Он собирался уже сняться с места, но отчего-то замешкался и обратился к Саше:
– Слыхал я, паренек, что вознамерился ты искать сокровища царя Соломона…
Тот кивнул в знак согласия.
– Так вот, паренек, вотще будут все твои хлопоты… ибо я авантюрист попроворнее тебя… я нашел эти сокровища и спрятал их…
Саша взвился, словно змеем укушенный:
– Как?! Спрятал их! Где?
Профессор неторопливо почесал бороду и, вперив в перепуганного вопрошателя свои грустные, улыбающиеся из-под густых бровей глаза, сказал:
– Ты спрашиваешь, друг мой, где спрятал я сокровища мудрейшего из людей… да знаю ли я? Возможно, где-то в пустыне, в обиталище шакалов или в логовище льва… Возможно, между страницами некой книги… А возможно, вверил его надежным рукам атамана Асмодея… Так или иначе, правильно сделал, что спрятал его от жадных человечьих глаз. Прощай, Средиземное море ждет меня…

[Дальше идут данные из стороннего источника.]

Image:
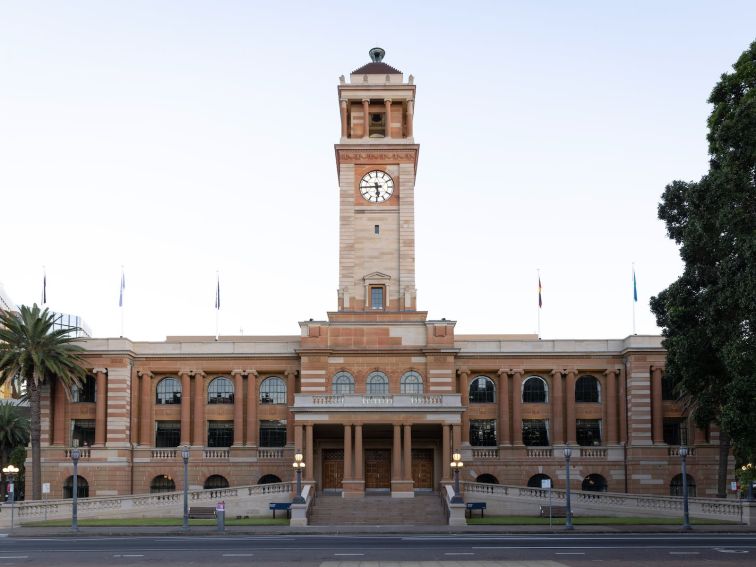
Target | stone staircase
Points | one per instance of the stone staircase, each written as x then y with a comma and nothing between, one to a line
424,509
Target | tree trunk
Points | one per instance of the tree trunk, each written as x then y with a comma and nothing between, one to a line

И когда он ушел, так же, как и пришел, неслышный, как собственная тень, ночь, казалось, сбросила с себя его истории.
Саша, постепенно придя в себя от потрясения, спросил:
– Кто он?
– Неизвестно… сам он не ведает… да и зачем знать?
– Ну и оставим его в покое! Отправляйтесь-ка со мною к Мертвому морю, ибо время поджимает.
– Ты ведь слышал, Саша, что сказал профессор по поводу сокровищ.
– Он безумец, этот профессор, совершенный безумец! Сокровища покоятся в Мертвом море, слышите!
– Не ведомо нам, кому верить, тебе или ему.
– Вы должны верить мне, ибо у меня есть археологический нюх на пропавшие и запрятанные сокровища!
– Пусть так… Но мы не сможем отправиться с тобою. Мы должны сидеть ночами на рыночной площади, ибо иногда случается зайти сюда полицейскому-талмудисту, чей покой смущает сложная дилемма, не разрешенная им в юности, или несчастный, чье сознание помутилось от избытка ясности, или иной удрученный духом.
– Ладно, как изволите. Возможно, вы лишаетесь самого прекрасного приключения своей жизни… А поскольку и мне не терпится в путь, стало быть – до свидания!
Спустя некоторое время после того, как он ушел, сказали друг другу двое парней:
– Настала последняя стража ночи, ибо пекари и подмастерья их уж возвращаются, усталые, сонные, обсыпанные мукою, по домам, и слышен добрый запах горячего хлеба, только что вынутого из печей… Пойдем-ка и мы смотреть на Средиземное море при свете зари.
Перевод с иврита: НЕКОД ЗИНГЕР
: МЕНАШЕ ЛЕВИН (1903-1981) – писатель, переводчик европейской литературы. Родился в Грожиске (Польша), изучал иностранные языки в Варшаве. В 1925 г. приехал в Эрец Исраэль и поселился в Тель-Авиве, где и жил до конца дней. Автор романов «Сто ночей в старой Яффе», «Голубые пески», трех сборников рассказов, пьесы и книги стихов. Первая публикация на русском языке.